Dealing with Road Rage
This week two men have been arrested on suspicion of murder as police investigate the death of a pensioner after a road rage attack at a zebra crossing. Aggressive drivers are on the increase as our highways become busier and the stresses of modern life pile on us all. Here are a few tips to avoiding road rage and on handling aggressive drivers who could ultimately do you harm.
What is aggressive driving?
- Using horn
- Flashing headlights
- Chaging lanes quickly and regularly
- Gesturing to other road users
- Talking on mobile phone
How to avoid getting road rage
- Try to ensure you are in a calm, good mood before driving.
- Plan time into journeys in case you are delayed by traffic.
- Do not overreact to, or panic about, another driver’s error, bad driving or poor attitude, just stay away from them and concentrate on driving well and within the law.
- Avoid getting into conflict with another driver.
How to handle aggressive drivers
- Stay calm and think logically
- If you accidentally cause another driver to become angry hold up your whole hand as a friendly acknowledgement of your mistake
- Don’t engage in gestures, headlight flashing or sounding the horn
- Concentrate on driving responsibly.
- Refrain from eye contact
- If you are being followed by an impatient driver (tailgated) do not allow yourself to be intimidated or made to increase your speed.
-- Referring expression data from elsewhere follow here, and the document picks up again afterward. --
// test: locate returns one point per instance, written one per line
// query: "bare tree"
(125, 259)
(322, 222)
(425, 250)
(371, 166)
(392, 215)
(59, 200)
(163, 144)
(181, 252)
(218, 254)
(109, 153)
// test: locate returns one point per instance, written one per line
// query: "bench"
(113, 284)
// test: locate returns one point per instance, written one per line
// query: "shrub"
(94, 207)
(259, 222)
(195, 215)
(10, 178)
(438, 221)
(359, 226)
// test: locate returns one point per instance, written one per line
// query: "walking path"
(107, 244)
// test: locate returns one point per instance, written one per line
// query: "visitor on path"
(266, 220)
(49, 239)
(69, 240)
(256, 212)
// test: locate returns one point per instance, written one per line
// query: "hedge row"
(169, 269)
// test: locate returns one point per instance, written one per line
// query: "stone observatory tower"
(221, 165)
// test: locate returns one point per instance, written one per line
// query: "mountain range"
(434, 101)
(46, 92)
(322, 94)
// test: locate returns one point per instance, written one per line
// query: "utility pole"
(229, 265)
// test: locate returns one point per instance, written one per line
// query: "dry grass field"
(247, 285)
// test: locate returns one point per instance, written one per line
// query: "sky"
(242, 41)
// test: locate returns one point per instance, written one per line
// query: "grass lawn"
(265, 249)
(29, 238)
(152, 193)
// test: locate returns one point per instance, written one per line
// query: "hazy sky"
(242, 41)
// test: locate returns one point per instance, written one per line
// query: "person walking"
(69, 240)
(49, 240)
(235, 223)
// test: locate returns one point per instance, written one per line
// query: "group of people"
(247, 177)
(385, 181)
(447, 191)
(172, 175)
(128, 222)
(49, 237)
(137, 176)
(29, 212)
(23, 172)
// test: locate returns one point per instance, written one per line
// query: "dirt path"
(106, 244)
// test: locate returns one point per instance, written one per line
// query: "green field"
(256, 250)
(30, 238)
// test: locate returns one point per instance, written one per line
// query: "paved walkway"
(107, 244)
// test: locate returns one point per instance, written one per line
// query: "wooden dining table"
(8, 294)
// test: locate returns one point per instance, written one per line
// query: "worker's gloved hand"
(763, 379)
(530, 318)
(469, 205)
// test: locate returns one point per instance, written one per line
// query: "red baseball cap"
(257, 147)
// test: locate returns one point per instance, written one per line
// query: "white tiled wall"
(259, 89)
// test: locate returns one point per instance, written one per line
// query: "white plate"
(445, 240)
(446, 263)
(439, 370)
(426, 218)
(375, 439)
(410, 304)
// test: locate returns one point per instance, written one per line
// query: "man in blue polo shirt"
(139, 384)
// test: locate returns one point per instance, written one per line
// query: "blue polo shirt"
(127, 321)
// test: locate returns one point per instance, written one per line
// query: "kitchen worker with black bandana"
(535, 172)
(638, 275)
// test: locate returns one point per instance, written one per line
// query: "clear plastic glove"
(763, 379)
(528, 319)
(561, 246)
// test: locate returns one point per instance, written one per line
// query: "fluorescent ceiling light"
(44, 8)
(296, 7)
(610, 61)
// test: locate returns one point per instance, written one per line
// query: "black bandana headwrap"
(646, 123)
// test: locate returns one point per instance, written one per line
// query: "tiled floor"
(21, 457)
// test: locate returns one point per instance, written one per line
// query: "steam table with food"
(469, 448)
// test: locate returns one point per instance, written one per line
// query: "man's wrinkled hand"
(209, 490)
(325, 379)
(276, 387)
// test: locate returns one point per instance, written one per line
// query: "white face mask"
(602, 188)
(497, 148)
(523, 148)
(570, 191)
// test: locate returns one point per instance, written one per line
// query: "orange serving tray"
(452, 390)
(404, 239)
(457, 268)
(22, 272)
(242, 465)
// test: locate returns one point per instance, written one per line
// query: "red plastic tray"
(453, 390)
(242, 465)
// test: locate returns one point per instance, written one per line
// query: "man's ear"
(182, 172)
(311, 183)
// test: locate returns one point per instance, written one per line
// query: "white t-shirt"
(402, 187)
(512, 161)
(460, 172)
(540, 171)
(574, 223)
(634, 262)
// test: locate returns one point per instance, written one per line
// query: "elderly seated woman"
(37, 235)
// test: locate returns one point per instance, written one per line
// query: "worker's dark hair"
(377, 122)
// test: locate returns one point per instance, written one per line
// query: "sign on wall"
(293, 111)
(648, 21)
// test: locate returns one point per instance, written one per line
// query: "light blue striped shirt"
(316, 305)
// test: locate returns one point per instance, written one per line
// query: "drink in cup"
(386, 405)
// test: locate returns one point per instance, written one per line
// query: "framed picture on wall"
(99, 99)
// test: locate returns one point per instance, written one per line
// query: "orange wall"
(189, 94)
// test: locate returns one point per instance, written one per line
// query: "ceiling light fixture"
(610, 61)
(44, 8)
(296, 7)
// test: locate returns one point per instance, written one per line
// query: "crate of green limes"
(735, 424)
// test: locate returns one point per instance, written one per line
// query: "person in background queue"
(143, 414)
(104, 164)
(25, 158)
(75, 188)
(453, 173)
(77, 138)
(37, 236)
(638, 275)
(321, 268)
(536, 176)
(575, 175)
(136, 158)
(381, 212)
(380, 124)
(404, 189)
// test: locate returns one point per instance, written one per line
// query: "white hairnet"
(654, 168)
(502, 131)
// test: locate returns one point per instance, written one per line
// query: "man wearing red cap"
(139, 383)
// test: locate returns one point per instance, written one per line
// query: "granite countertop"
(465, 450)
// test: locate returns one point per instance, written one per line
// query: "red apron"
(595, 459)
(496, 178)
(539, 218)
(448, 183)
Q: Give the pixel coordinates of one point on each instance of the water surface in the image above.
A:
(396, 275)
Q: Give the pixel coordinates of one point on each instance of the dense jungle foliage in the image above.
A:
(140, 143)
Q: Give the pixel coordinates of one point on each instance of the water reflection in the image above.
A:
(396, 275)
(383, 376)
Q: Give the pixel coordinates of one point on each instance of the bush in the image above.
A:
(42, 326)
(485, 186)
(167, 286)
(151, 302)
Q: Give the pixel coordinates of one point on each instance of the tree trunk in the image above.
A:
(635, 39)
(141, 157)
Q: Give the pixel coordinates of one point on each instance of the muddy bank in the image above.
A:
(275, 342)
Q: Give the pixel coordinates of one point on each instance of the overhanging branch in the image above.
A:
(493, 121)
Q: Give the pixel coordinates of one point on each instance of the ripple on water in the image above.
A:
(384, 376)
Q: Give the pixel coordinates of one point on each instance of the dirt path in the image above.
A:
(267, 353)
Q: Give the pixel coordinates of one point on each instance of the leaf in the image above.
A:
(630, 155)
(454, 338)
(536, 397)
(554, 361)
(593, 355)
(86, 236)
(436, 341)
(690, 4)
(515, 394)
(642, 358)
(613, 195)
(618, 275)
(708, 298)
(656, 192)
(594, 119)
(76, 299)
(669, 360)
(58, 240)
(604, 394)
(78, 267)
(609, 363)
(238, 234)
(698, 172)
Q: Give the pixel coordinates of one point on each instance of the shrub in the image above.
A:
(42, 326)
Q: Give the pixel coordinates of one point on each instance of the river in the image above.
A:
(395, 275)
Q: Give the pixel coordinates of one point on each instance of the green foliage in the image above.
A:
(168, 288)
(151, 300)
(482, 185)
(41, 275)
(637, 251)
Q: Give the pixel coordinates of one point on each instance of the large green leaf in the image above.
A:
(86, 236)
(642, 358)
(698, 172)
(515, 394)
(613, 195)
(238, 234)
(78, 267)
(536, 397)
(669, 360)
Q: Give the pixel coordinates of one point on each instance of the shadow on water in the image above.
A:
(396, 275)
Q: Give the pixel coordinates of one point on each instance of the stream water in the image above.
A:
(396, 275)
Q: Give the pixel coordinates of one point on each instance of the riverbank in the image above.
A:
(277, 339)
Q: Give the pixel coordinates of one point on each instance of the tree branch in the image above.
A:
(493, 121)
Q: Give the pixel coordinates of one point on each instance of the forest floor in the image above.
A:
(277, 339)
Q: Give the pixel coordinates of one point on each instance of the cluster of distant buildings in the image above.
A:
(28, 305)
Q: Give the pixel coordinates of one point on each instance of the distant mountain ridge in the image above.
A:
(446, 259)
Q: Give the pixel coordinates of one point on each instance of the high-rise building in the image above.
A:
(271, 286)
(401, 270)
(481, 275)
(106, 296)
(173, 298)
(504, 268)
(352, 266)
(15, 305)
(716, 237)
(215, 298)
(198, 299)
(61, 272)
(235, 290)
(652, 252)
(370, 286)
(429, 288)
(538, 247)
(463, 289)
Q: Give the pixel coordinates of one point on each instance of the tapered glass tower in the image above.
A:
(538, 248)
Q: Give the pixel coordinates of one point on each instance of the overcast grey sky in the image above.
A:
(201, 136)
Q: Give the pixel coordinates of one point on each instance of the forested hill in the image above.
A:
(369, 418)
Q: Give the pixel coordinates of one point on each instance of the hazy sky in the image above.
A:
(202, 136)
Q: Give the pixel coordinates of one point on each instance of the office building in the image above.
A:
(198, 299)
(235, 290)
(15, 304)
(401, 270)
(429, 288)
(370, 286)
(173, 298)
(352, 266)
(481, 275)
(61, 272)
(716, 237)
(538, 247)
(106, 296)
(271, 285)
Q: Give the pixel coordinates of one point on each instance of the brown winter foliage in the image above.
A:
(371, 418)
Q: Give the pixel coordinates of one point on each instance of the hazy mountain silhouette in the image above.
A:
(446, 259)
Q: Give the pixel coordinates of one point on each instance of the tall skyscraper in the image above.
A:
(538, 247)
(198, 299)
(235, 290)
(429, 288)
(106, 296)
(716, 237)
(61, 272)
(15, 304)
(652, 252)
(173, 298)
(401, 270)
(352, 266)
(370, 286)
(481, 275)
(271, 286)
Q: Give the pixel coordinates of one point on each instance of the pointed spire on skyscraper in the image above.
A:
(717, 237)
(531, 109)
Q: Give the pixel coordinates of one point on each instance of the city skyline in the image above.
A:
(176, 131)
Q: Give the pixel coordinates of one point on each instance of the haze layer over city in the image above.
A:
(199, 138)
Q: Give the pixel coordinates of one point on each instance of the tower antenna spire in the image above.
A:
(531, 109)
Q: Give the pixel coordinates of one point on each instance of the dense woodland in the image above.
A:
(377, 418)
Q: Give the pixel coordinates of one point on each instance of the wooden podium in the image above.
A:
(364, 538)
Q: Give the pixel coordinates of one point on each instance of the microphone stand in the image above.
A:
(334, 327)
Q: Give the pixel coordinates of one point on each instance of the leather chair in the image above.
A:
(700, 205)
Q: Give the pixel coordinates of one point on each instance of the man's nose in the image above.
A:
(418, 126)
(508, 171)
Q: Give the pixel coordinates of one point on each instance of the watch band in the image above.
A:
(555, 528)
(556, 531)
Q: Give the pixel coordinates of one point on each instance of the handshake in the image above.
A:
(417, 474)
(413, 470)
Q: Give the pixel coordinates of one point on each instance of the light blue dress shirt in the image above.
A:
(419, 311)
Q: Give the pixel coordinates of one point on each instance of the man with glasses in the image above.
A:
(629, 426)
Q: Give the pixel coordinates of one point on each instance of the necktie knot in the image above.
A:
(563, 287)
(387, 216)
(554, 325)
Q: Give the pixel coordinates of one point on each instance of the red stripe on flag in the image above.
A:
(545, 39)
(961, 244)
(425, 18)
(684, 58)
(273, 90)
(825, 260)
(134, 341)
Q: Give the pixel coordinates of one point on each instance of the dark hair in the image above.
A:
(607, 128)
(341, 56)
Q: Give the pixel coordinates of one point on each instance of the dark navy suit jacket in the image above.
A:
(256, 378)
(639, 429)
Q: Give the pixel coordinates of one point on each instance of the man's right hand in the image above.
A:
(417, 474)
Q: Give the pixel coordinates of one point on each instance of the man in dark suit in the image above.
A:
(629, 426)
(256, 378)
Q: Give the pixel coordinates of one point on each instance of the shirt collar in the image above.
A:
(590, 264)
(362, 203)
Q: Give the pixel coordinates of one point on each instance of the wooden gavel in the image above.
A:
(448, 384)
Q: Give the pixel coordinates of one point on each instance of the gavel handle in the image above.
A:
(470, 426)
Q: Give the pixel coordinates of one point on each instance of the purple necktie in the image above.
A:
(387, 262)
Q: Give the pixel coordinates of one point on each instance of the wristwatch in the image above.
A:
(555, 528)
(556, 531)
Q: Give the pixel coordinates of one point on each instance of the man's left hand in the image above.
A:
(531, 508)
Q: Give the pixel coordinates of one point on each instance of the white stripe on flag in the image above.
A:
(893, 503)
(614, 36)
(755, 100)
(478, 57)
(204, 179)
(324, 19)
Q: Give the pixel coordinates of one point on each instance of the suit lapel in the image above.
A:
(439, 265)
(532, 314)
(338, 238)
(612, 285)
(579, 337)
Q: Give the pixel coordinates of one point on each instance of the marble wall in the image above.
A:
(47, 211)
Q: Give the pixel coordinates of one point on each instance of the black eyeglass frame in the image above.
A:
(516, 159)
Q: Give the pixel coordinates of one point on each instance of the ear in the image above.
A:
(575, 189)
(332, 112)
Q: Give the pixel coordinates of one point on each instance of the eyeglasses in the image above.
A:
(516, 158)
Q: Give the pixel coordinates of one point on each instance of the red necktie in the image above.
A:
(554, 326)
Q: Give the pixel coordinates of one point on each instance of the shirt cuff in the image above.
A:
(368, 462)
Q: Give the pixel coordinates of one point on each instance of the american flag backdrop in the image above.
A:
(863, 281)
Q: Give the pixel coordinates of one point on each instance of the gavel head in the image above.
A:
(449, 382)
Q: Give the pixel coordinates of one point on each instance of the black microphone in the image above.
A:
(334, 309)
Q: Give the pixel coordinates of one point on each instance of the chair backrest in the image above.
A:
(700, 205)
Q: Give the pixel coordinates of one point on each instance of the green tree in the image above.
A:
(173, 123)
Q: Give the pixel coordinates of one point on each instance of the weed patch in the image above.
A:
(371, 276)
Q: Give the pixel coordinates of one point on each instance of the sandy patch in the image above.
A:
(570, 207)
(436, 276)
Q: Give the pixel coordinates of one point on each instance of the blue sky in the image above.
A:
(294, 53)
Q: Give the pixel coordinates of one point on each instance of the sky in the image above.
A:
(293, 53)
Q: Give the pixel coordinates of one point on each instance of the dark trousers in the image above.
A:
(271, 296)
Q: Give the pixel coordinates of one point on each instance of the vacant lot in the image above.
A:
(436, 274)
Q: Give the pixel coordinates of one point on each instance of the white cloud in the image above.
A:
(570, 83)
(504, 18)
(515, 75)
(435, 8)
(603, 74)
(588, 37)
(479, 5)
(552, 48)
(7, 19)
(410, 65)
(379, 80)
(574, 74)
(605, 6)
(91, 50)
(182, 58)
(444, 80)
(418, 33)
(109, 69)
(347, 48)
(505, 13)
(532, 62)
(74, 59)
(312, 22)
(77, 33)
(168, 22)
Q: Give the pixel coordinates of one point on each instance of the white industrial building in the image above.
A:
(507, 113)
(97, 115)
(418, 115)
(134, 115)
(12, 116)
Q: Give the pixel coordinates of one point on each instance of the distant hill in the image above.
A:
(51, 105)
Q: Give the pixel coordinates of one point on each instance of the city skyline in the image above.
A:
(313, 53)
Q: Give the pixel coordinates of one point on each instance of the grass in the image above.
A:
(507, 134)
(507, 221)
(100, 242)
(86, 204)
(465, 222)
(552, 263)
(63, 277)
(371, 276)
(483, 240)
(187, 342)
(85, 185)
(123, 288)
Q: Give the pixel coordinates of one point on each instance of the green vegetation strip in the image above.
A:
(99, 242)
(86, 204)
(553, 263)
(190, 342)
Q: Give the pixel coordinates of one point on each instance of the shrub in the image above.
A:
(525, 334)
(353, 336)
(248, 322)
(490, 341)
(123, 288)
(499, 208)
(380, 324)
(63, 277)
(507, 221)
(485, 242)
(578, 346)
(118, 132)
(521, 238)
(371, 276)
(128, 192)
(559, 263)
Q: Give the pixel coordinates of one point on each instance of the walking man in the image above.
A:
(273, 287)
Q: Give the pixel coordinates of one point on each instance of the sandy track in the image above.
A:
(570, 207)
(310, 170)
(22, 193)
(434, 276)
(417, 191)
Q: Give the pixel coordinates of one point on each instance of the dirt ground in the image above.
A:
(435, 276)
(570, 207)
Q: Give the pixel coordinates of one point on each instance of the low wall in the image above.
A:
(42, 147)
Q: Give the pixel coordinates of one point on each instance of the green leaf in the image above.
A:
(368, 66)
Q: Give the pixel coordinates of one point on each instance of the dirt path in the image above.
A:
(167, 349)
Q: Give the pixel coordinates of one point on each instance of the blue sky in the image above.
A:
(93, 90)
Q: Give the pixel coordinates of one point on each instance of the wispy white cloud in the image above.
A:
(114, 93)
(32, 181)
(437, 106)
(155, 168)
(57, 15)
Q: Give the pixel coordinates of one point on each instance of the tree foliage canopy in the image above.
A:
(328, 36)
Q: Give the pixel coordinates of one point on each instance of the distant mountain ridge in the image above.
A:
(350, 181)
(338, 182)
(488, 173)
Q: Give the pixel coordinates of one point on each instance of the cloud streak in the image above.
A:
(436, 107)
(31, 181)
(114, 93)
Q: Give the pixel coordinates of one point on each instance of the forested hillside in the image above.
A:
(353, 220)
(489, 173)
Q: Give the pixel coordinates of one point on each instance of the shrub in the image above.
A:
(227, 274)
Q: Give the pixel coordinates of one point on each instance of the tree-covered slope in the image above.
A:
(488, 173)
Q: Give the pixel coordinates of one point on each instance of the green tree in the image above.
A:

Slow down and find a safe opportunity to allow that driver to pass.
- If you are being persistently followed by an aggressive driver make your way to a public place, police station or busy street and if necessary, call the police. Do not allow an aggressive driver to follow you home.
- Under no circumstances should you get out of the car to deal with an angry or aggressive driver. Remain in the car with the windows closed and door locked. If necessary, call for help on a mobile phone (not while driving).
if you follow these simple steps you should be able to avoid any nasty confrontations and keep yourself a happy driver.